I'm not quite sure where to look though
Quuxplusone commented 5 years ago
Not sure if it's the same, but I was looking at a similar problem that led me
to this bit of X86InstrCompiler.td:

// anyext. Define these to do an explicit zero-extend to
// avoid partial-register updates.

To avoid this, the big change that I think we want -- but probably requires
many intermediate fixes -- is to promote all 8-bit ops to 32-bit.
Quuxplusone commented 5 years ago
SelectionDAGBuilder inserted a trunc before the shl during DAG construction.
This caused DAGCombine to shrink the add -1 to 8-bits because
sTypeDesirableForOp didn't tell it not to. Lowering for the icmp created the BT
from the and/shl, but needed to extend the register type back to 32-bits to
match the register size required for the BT count input.

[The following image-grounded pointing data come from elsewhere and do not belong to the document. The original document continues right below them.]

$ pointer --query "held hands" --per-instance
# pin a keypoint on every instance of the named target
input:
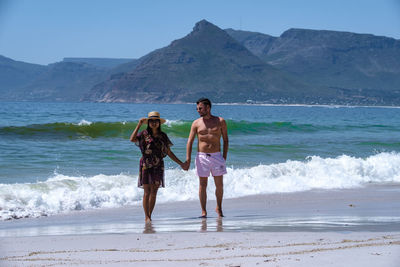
(185, 166)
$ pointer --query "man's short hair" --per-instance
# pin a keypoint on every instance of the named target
(205, 101)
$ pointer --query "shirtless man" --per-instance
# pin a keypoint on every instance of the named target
(209, 130)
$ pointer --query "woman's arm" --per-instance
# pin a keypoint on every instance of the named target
(135, 132)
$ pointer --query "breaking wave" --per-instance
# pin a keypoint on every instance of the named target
(60, 194)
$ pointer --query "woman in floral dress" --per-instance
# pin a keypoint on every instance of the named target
(154, 145)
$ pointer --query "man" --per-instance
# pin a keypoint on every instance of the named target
(209, 130)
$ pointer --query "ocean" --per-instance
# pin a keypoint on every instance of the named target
(58, 158)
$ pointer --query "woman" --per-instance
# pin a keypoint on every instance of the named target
(154, 145)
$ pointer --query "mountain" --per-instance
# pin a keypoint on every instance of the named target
(107, 63)
(16, 74)
(62, 81)
(365, 66)
(300, 66)
(206, 62)
(68, 80)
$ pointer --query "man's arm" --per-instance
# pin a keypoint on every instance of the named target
(224, 132)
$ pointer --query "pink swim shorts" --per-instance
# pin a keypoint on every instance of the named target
(210, 162)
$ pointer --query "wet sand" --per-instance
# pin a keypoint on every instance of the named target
(353, 227)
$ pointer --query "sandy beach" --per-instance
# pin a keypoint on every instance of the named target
(353, 227)
(207, 249)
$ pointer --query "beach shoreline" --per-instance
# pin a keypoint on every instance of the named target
(206, 249)
(348, 227)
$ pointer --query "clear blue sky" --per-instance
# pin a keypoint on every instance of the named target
(46, 31)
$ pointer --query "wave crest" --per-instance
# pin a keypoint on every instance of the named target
(63, 193)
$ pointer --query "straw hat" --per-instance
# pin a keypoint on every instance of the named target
(154, 115)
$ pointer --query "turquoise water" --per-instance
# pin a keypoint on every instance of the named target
(57, 157)
(38, 139)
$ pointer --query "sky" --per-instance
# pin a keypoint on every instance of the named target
(46, 31)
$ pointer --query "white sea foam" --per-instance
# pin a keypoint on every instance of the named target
(63, 193)
(84, 122)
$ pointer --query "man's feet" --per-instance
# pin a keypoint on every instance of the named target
(203, 214)
(219, 212)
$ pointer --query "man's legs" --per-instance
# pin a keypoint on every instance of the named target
(203, 195)
(219, 193)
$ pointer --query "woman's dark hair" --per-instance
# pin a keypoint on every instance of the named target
(149, 129)
(205, 101)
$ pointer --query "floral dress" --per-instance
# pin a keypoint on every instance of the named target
(154, 150)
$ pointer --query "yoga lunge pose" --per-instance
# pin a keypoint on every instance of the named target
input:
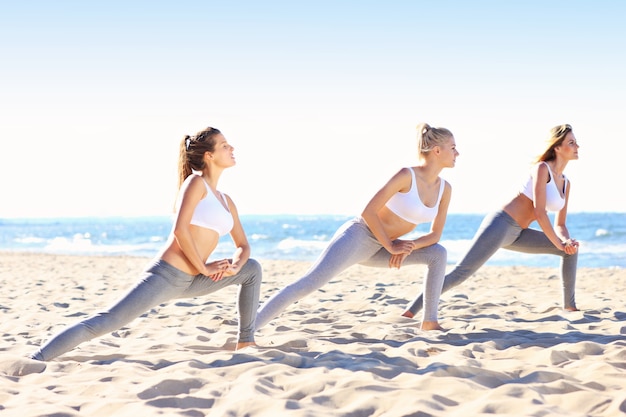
(546, 189)
(182, 269)
(413, 195)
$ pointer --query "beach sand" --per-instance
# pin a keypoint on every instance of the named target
(509, 348)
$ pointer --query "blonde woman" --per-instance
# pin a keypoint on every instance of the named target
(413, 195)
(546, 189)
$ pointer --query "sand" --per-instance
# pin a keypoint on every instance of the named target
(508, 348)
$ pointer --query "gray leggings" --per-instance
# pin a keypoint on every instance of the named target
(161, 282)
(499, 230)
(354, 243)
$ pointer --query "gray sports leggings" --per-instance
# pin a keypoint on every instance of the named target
(354, 243)
(499, 230)
(161, 282)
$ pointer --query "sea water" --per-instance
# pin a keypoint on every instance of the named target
(602, 237)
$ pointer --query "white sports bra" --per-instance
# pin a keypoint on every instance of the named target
(409, 207)
(554, 200)
(211, 214)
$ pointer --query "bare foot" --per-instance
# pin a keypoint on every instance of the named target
(431, 325)
(241, 345)
(20, 366)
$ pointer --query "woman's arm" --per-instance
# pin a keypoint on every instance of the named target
(192, 191)
(436, 228)
(541, 177)
(571, 245)
(242, 247)
(400, 182)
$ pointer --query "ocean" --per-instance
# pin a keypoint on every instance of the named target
(293, 237)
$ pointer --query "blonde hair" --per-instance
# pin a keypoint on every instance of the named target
(556, 138)
(428, 137)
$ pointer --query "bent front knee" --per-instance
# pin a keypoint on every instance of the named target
(438, 253)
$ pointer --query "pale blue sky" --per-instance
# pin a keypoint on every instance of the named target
(320, 99)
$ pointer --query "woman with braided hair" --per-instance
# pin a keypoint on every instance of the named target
(413, 195)
(182, 268)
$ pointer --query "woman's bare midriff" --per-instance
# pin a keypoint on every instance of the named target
(521, 209)
(206, 241)
(394, 226)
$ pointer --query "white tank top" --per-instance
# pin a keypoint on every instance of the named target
(211, 214)
(554, 200)
(409, 207)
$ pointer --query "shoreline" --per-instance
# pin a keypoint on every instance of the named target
(508, 349)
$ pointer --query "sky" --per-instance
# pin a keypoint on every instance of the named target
(320, 100)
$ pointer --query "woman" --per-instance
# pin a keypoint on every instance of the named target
(546, 189)
(203, 214)
(413, 195)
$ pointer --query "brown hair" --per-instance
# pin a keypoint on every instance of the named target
(429, 137)
(556, 138)
(192, 149)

I'm pretty sure that even though BT only needs 5 or 6 bits for the count, the
partial register handling in the frontend and register renaming does track it
as an access to the full register 16/32/64-bit register. This means on Sandy
Bridge and later, it will trigger an H-register merge if needed. I think the
shift amounts for SHLX/SARX/SHRX are the same. The old shift instructions that
always use CL will not trigger an H-register merge.

Promote all the things is probably the best way to fix this.